The panel will draw on its members’ expertise in competition economics and policy and engage widely with experts and stakeholders. It will consider the impact of competition policy on the UK’s growth and productivity, on wages and labour markets and on consumer outcomes.
In particular, it will look at:
- the impacts of the emergence of a small number of big players in digital markets such as social media, e-commerce, search, and online advertising
- appropriate approaches to mergers, takeovers and anticompetitive practices in digital markets
- opportunities to enhance competition to increase business innovation and expand consumer choice
- how best to assess consumer impacts in ad-funded products and services that are “free” to consumers
It will consider what further economic policy tools and frameworks are required to best understand and assess online markets; what if any changes may be required to the powers, functions and resources of the UK’s competition authority; and what approaches should be pursued at the international level in order to address the challenges of the digital economy.

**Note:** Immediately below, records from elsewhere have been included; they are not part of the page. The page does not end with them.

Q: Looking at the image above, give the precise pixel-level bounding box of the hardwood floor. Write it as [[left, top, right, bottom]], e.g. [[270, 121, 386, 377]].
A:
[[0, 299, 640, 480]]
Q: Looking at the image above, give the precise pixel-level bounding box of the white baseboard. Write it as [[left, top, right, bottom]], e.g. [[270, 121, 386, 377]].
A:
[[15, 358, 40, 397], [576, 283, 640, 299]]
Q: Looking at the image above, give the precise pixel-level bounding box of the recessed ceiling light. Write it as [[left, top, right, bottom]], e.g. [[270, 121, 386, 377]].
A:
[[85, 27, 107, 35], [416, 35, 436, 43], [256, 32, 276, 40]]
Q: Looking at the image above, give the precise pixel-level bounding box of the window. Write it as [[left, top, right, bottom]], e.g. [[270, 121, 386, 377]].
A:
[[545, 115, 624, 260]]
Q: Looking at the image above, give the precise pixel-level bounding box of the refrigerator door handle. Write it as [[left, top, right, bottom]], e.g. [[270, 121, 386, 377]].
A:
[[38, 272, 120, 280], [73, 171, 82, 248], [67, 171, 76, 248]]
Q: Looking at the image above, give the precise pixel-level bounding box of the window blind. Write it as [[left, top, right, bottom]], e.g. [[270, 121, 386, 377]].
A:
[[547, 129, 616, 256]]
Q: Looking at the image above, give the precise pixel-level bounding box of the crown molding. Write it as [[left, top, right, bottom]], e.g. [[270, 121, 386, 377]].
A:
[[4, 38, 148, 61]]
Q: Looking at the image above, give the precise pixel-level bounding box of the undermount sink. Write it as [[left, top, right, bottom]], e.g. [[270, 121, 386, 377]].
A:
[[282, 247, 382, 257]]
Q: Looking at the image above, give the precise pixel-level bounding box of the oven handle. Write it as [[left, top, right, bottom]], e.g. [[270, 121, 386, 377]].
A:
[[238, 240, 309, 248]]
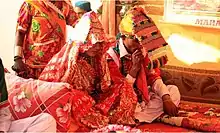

The review will not attempt to provide answers to wider social questions such as the possible implications of the digital economy for individuals’ privacy, democracy, or independence and accountability of the media. However, it will identify the intersections between competition law, alternative policy tools and other areas of policy. These questions are also further being examined in other fora.
The panel’s work will be independent of government. It will make a final report with its recommendations to the Chancellor of the Exchequer and the Secretary of State for Business, Energy and Industrial Strategy in early 2019. Its recommendations will inform the work of HM Treasury, the Department for Digital, Culture, Media and Sport, and the Department for Business, Energy and Industrial Strategy, particularly the Competition Law Review.
2. Key questions for the expert panel
- What are the emerging benefits and harms from digital markets such as social media, e-commerce, search, and online advertising tending towards only one or a small number of big firms?
- What are the emerging benefits and harms of the same small number of digital firms becoming present across a broad range of digital markets?
- What effect can the accumulation and concentration of data within a small number of big firms be expected to have on competition?
- How can risks and detriment to consumers in products and services that are “free” to consumers (or paid for through their data) be assessed? And how could competition effects in other markets such as advertising be addressed?
- How do technologies such as artificial intelligence and machine learning affect competition and what are their implications for competition policy? Does algorithmic pricing raise novel concerns about competition?
- What is the appropriate approach to mergers and takeovers in digital markets – what are the key challenges and how should they be addressed?
- What tools does competition policy need to deal with issues in the digital economy in a sufficiently timely, effective and far-sighted manner? To what extent are these in place in the UK?
- What approaches are being considered and developed by governments and competition authorities in other major economies? What needs to be done internationally and what can be done at the UK level?